# The Chicken or The Egg?



## amber_nicole (Jun 23, 2009)

I'm a total newbie who's always been afraid of guns, but I've come to the conclusion that I should probably have one...at least for protection. So...my question is this. Assuming that there are places you can go to learn how to properly fire a gun, do I need to pick out a gun first and then go? Or, should/can I use a gun there before I buy one? I want to make sure that I get something I feel somewhat comfortable with, but really have no idea where to start. :roll:Any suggestions on brands, types, etc...would be totally helpful. I've done some research online, but I'd rather have unbiased opinions rather than 'expert ratings'.

Thanks!


----------



## DJ Niner (Oct 3, 2006)

Sorry, but I'm fairly sure most of the opinions here will be biased, too; I know mine are.

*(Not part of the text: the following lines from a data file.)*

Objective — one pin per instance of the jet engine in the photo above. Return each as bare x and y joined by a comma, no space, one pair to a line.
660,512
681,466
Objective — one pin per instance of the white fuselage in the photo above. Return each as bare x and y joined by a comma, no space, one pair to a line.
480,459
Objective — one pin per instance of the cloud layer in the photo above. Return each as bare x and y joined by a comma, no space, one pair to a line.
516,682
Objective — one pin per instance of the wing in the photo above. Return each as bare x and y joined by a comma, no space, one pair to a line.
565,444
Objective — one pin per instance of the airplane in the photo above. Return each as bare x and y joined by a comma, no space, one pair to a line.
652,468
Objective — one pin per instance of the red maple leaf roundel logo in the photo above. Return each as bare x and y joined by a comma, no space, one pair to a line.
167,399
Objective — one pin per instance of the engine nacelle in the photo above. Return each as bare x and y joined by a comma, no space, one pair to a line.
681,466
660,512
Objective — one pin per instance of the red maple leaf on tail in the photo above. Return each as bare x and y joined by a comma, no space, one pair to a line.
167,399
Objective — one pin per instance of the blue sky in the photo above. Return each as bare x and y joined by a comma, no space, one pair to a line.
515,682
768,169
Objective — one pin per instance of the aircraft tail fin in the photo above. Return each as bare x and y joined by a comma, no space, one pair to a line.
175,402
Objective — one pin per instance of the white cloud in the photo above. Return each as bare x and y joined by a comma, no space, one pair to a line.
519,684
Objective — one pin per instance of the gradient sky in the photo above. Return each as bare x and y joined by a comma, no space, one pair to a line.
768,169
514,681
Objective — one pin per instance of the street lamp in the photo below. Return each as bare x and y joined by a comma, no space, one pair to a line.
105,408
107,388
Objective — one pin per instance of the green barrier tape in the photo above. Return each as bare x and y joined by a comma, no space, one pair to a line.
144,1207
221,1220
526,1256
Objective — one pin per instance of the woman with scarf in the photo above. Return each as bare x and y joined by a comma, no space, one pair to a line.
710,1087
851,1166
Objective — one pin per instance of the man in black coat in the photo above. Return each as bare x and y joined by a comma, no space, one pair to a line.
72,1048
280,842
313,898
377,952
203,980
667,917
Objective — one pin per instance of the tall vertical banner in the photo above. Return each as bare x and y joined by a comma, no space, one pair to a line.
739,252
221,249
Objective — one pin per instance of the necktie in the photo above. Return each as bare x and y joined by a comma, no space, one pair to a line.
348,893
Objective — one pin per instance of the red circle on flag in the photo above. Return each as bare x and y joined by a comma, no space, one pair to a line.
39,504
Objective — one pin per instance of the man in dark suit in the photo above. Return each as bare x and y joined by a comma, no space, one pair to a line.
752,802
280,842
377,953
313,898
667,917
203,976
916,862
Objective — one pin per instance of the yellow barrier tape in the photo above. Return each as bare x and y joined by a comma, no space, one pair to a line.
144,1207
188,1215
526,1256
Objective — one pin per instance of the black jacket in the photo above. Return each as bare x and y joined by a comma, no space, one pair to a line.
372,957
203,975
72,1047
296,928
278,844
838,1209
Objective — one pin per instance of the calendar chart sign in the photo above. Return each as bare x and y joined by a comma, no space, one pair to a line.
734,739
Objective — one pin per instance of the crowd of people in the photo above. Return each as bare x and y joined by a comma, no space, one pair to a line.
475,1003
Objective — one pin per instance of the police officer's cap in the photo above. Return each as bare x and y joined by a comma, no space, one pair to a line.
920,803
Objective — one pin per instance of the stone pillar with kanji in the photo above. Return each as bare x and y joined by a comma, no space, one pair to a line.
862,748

I just try to make sure my biases are based on first-hand or trusted second-hand experience, so they have a basis in fact instead of emotion.

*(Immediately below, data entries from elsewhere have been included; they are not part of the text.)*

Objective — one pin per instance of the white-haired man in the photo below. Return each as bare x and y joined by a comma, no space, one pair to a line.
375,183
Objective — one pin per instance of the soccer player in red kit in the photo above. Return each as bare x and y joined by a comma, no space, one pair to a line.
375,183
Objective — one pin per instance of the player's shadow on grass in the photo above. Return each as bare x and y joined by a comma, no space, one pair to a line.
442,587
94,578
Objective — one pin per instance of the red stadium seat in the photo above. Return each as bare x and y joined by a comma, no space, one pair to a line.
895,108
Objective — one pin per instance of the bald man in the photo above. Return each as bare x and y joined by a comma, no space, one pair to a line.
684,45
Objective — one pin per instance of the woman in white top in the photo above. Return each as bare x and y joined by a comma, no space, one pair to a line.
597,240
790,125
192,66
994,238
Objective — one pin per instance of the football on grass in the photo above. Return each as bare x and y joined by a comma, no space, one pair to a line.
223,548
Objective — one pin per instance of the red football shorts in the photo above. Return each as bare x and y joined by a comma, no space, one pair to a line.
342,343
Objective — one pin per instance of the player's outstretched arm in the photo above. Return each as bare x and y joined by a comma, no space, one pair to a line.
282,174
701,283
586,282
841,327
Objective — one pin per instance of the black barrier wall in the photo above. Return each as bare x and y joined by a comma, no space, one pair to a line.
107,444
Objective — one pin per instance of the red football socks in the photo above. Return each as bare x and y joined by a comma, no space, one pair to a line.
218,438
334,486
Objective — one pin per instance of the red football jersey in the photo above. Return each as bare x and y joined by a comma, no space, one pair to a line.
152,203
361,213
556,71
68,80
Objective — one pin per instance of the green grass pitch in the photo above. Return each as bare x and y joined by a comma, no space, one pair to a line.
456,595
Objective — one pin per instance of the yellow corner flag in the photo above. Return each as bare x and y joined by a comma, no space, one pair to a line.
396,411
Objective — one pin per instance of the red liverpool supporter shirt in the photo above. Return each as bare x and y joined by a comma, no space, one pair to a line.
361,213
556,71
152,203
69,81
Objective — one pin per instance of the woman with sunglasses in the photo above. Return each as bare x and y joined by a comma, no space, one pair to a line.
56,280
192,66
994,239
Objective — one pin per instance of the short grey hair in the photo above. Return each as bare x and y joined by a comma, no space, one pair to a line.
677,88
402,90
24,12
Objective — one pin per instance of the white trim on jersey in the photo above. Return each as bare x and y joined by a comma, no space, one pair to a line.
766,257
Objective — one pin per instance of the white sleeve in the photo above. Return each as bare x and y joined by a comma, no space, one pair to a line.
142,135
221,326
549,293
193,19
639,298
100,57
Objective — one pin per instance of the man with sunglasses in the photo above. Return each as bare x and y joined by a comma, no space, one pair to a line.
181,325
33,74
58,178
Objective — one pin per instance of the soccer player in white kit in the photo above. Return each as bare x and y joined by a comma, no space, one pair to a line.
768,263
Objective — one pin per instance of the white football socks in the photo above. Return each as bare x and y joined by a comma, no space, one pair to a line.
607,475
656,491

For firearms training, despite what the news media would have you believe, the NRA is still the best source. NRA-certified instructors have been successfully training police and other non-military shooters for many years. Here is a link to their handgun training webpage:

http://www.nrahq.org/education/training/basictraining.asp#pistol

I'm sure in a city the size of Dallas there must be some gunshops that offer or sponsor courses for new gun owners, so you might look or call around a bit and find out what is available. In your case, I'd recommend either the NRA Basic Pistol Shooting Course, or the NRA _FIRST_ Steps Pistol Orientation course (both are described at the link, above). Some instructors will have a selection of guns to try out at the course; others will require you to supply your own. If the course is sponsored by a gunshop with an attached shooting range, they may have guns available to rent for the course or general target shooting/practice. This is a great way to try out many different firearms without having to buy one outright.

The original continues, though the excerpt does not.